Od drużyny prowadzonej przez Diego Simeone można chyba zawsze oczekiwać, że poniżej pewnego poziomu nie zejdzie. Argentyńczyk jest w klubie od 2011 roku i w tym czasie miał swoje wielkie momenty. Przede wszystkim takie jak przełamanie hegemonii Realu i Barcelony, czyli wywalczenie dwóch mistrzostw Hiszpanii.
Na arenie międzynarodowej naprawdę blisko było do osiągnięcia najważniejszego sukcesu, czyli wygrania Ligi Mistrzów. Zespół musiał jednak dwukrotnie znosić trudy porażki, co było o tyle bardziej bolesne, że przeciwnikiem za każdy razem był lokalny rywal z Santiago Bernabeu. Wydaje się, że dla Simeone szansa na końcowy triumf może się już nie przytrafić.
Ligowa rzeczywistość
Atletico przyzwyczaiło swoich kibiców do gry w europejskich pucharach. Oznacza to po prostu tyle, że są w stanie co sezon osiągnąć miejsce premiowane w tych rozgrywkach. Z pewnością zarówno zarząd jak i kibice są z tego faktu zadowoleni, choć niewykluczone, że ambicje są większe.
W trwającym sezonie sytuacja wydaje się raczej podobna do tego, co można było zaobserwować przez ostatnie kilka lat. W tym momencie wygląda na to, że drużyna stoczy walkę o trzecie miejsce z Realem Sociedad. Strata do zajmującego drugą pozycję Realu wydaje się już zbyt duża, zwłaszcza, że Królewscy będą dążyć do zmniejszenia straty do Barcelony.
Ciężkie derby
Wysoka dyscyplina taktyczna, szczególnie w obronie, z której znany jest Diego Simeone niejednokrotnie sprawia, że Los Colchoneros potrafią skutecznie uprzykrzać życie silnym rywalom. Całkiem niedawno Atletico postawiło się bardziej utytułowanym sąsiadom zza miedzy. Derbowe starcie madryckich drużyn zawsze budzi wiele emocji wśród sympatyków piłki nożnej, także w Polsce. Opinie ekspertów i zakłady piłkarskie jako faworytów wskazywały Real, co nie mogło dziwić.
Jednak takie mecze wiążą się swoimi prawami, a postronny widz ma prawo oczekiwać dobrego widowiska. Tym razem nie do końca się to spełniło. Na boisku długo nic się nie działo, a sytuacje bramkowe pojawiły się dopiero w końcówce. Najpierw szarpnęło Atletico za sprawą strzału głową Gimeneza ze stałego fragmentu gry. Odpowiedzią Królewskich był gol Alvaro Rodrigueza, który zaliczył prawdziwe wejście smoka, meldując się na placu gry kilka minut wcześniej.

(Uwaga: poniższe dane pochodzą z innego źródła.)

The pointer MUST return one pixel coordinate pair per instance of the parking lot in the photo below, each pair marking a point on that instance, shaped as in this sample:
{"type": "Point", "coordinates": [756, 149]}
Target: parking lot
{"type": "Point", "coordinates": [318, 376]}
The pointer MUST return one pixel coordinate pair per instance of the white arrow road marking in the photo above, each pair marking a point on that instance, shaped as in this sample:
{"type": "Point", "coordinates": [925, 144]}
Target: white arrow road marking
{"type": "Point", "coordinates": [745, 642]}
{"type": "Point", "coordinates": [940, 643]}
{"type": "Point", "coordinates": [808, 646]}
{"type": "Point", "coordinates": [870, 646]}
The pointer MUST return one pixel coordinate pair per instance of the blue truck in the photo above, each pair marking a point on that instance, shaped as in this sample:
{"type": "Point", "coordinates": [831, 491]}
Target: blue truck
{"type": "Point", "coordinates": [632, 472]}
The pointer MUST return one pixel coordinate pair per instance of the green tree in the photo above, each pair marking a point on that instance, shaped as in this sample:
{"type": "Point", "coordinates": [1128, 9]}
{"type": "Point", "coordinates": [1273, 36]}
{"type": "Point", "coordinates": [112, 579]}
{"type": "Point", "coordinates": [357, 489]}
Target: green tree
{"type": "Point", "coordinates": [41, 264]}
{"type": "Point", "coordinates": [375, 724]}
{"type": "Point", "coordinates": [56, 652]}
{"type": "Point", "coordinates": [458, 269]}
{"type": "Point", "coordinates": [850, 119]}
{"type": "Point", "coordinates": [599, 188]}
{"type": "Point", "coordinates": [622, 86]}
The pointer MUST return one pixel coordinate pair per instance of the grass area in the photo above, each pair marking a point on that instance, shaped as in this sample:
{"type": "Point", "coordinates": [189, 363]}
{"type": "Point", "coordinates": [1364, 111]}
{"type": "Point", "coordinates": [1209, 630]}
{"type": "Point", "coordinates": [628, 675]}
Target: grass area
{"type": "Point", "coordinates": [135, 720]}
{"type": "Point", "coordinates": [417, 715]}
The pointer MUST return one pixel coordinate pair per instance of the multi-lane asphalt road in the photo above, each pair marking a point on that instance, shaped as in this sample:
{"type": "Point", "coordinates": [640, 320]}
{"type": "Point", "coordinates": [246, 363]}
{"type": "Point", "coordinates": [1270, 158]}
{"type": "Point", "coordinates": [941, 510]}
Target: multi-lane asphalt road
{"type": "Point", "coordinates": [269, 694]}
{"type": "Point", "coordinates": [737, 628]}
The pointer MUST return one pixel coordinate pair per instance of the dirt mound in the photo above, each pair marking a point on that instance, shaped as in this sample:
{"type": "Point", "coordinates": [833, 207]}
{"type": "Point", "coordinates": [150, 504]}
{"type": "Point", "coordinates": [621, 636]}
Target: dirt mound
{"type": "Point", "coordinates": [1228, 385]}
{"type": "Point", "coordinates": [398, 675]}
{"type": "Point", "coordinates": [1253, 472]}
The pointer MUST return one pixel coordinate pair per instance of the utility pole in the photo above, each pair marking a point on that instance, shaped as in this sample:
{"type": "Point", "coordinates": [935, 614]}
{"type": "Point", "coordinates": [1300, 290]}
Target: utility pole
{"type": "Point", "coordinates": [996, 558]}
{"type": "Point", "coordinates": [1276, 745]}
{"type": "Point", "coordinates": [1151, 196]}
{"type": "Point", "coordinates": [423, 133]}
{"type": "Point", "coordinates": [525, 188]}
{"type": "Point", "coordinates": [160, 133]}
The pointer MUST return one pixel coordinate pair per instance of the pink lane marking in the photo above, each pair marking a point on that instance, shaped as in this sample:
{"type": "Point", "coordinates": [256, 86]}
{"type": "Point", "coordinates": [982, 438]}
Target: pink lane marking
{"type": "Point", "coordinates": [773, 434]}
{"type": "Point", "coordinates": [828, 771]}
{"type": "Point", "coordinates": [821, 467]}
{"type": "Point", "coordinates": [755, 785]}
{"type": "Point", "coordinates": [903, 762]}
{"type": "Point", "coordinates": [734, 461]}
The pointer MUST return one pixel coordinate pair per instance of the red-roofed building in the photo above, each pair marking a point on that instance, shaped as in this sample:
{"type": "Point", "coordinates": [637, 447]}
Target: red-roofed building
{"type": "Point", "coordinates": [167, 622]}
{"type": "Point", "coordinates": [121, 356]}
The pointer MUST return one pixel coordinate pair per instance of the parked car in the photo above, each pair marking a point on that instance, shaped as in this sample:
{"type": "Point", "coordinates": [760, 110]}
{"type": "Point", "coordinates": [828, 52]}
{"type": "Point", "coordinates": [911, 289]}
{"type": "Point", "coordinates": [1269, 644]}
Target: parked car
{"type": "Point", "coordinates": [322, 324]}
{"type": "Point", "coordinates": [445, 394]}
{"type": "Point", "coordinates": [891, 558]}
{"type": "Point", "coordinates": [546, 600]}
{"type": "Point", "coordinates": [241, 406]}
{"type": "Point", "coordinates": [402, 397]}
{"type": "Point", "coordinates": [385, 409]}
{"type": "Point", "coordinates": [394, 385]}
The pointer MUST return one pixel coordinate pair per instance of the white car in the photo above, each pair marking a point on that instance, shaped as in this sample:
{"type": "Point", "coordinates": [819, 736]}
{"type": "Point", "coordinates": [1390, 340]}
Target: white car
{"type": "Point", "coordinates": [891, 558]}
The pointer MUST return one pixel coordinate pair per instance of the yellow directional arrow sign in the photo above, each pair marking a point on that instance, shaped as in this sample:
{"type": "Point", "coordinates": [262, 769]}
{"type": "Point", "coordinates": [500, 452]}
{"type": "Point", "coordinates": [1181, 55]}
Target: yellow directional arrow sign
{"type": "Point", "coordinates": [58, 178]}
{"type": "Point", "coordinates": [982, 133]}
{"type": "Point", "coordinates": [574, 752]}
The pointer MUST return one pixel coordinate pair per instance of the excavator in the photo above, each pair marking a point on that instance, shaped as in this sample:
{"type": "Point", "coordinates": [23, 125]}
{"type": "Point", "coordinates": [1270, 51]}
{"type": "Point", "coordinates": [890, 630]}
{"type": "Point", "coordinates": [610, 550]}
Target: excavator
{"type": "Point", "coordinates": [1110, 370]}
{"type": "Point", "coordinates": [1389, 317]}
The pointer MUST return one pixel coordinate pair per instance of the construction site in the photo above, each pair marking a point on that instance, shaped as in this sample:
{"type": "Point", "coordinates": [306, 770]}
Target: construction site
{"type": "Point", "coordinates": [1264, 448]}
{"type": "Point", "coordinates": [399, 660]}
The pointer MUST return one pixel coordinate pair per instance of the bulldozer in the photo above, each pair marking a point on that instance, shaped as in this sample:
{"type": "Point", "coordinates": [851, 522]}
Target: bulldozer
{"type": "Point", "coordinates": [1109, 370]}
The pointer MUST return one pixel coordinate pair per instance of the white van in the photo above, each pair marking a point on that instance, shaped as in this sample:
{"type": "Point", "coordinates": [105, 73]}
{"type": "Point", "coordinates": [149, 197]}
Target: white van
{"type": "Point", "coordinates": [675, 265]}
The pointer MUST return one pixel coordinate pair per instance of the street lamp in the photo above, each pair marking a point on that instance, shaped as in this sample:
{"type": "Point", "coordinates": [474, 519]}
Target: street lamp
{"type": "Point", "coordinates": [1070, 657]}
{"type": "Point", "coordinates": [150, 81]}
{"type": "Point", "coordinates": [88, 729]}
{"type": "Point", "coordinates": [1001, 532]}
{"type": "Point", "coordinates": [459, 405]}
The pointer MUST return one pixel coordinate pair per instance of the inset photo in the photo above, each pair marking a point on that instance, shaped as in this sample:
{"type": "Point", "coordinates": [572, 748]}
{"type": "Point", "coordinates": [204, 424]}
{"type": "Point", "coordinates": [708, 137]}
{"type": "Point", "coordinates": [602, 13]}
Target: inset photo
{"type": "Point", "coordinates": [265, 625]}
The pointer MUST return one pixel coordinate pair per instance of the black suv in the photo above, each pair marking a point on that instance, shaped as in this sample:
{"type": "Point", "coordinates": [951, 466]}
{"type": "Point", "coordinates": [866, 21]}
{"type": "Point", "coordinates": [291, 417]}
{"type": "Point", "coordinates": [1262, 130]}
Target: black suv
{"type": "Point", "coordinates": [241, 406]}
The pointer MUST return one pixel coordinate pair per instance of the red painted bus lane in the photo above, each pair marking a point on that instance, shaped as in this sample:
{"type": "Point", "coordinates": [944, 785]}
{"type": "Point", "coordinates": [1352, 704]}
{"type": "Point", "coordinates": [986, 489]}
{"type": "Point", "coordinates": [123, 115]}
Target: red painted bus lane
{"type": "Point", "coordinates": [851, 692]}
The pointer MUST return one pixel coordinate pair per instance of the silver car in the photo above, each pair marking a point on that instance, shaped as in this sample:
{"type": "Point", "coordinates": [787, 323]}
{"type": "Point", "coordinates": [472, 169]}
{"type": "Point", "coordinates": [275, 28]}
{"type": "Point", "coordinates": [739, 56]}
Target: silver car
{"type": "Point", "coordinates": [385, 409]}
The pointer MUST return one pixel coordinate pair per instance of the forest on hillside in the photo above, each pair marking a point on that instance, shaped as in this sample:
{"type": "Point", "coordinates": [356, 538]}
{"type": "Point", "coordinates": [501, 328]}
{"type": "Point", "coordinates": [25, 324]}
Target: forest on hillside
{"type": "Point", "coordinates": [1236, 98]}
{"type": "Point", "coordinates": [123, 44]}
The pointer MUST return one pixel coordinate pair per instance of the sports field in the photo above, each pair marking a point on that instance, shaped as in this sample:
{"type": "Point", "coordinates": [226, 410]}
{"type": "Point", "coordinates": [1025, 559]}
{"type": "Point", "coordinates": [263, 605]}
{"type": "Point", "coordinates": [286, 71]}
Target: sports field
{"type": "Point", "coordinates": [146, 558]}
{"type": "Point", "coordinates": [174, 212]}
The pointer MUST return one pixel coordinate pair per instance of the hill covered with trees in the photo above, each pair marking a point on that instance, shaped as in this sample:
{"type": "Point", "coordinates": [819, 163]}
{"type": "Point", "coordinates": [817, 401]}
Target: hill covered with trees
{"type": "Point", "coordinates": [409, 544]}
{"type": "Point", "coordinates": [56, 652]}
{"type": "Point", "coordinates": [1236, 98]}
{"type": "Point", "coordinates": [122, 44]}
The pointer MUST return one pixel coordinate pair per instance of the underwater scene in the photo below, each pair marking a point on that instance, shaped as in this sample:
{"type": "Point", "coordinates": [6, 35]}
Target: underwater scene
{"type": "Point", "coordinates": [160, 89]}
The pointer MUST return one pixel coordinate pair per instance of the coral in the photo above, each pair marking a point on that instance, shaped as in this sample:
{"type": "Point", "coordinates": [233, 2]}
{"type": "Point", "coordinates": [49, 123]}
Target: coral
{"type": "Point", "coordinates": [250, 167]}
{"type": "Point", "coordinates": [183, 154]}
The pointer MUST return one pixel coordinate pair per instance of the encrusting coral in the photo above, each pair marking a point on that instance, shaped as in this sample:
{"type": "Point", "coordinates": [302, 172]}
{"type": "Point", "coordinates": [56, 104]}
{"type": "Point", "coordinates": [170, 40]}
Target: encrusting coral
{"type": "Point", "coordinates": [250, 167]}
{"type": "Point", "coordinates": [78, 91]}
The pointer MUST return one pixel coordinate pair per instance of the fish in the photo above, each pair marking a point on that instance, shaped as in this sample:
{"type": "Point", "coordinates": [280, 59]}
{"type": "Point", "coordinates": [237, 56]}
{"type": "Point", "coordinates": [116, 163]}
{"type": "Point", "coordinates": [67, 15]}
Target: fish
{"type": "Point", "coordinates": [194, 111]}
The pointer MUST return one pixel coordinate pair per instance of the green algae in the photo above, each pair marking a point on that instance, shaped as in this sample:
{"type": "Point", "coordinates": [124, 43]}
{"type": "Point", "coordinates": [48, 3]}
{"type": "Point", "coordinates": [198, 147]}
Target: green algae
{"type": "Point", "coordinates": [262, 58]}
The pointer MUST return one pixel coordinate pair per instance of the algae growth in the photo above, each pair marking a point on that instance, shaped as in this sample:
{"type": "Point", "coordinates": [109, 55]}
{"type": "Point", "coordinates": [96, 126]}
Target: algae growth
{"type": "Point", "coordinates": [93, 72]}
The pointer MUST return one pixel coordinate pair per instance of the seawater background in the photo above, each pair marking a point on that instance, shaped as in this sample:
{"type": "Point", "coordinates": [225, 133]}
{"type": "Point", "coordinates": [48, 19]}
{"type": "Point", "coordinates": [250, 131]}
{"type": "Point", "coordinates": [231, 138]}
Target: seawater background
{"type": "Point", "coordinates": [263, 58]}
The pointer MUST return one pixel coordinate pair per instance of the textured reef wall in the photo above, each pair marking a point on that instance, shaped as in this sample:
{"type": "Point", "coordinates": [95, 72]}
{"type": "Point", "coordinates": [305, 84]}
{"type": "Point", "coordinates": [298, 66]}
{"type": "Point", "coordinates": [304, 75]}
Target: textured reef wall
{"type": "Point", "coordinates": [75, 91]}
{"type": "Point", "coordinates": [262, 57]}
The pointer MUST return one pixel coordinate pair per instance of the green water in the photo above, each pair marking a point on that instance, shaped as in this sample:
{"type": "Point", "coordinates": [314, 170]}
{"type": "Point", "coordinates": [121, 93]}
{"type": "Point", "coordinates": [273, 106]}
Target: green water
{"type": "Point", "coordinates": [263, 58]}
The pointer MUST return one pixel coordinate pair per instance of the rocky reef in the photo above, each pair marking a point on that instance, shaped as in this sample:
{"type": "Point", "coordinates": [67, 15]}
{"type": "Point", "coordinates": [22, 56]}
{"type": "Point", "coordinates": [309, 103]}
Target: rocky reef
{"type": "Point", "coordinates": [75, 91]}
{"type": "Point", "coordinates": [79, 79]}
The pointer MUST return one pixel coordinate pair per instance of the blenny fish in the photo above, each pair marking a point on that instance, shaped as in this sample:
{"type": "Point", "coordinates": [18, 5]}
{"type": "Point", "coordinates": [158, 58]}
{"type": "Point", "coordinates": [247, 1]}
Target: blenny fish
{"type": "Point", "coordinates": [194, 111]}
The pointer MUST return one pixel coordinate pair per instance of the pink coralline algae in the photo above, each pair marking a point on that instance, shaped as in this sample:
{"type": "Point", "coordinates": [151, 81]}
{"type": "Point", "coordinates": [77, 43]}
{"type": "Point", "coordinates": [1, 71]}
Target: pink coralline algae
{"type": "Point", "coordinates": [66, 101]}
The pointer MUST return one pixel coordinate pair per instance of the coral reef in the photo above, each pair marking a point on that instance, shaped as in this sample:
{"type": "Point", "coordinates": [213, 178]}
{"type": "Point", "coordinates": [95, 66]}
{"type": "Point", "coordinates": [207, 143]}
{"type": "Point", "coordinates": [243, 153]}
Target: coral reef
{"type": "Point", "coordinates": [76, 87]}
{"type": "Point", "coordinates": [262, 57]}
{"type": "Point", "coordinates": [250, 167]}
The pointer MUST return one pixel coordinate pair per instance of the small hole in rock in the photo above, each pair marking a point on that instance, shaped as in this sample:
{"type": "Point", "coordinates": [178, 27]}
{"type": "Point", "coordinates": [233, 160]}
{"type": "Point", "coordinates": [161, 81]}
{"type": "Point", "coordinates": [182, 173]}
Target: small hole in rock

Więcej bramek już nie zobaczyliśmy, a zatem drużyny musiały podzielić się punktami. Taki wynik bardziej cieszył Atletico niż Real, który przecież cały czas próbuje odrabiać straty do liderującej Barcelony. Warto dodać, że podopieczni Simeone przez dobre pół godziny musieli radzić sobie w osłabieniu. Czerwoną kartkę w 64. minucie zarobił Angel Correa.
Europejski blamaż
Podopieczni Simeone przyzwyczaili kibiców do występów w Europie i czołówki La Liga. Jednak w tym sezonie coś w tym idyllicznym obrazie pękło. Trwająca edycja Ligi Mistrzów przyniosła już kilka ciekawych niespodzianek, jak choćby odpadnięcie z grupy Barcelony czy Juventusu.
Te zespoły grają jednak jeszcze w Lidze Europy, czego nie można powiedzieć o Atletico. Niestety zajęcie ostatniego miejsca w grupie oznaczało pożegnanie się z europejskimi pucharami i brak występów na wiosnę.
Dla klubu tej klasy to bez wątpienia sytuacja bez precedensu. Taka mała katastrofa. Madrytczycy wygrali tylko jedno spotkanie. Już w pierwszej kolejce pokonali późniejszego zwycięzcę grupy – FC Porto. Trochę niespodziewanie na drugim miejscu wylądował Club Brugge, który ostatecznie był tylko o punkt gorszy od lidera.
Do tego dochodzi Bayer Leverkusen, z którym Atletico nie umiało sobie poradzić w dwumeczu. Nie możemy zatem mówić, że była to tzw. grupa śmierci. Zdecydowanie trzeba było zaprezentować się dużo lepiej.
Zapowiedź zmian
Czy solidne wyniki ligowe i prawdopodobny udział w Champions League w przyszłym sezonie to dla Atletico wystarczająco dobra sytuacja? Być może jednak w klubie potrzeba zmian, nowego impulsu. Sprawę podsycają hiszpańskie media, wieszcząc odejście trenera, który bez przesady może być nazywany legendą w klubowej historii.
Sam zainteresowany podobno miał poinformować o tym władze klubowe. Kontrakt Diego Simeone obowiązuje końca czerwca 2024. Zarząd ma ponoć przygotowywać się powoli do życia po Argentyńczyku. Na celowniku jest Luis Enrique, który po nieudanych mistrzostwach świata pożegnał się ze stanowiskiem selekcjonera Hiszpanii.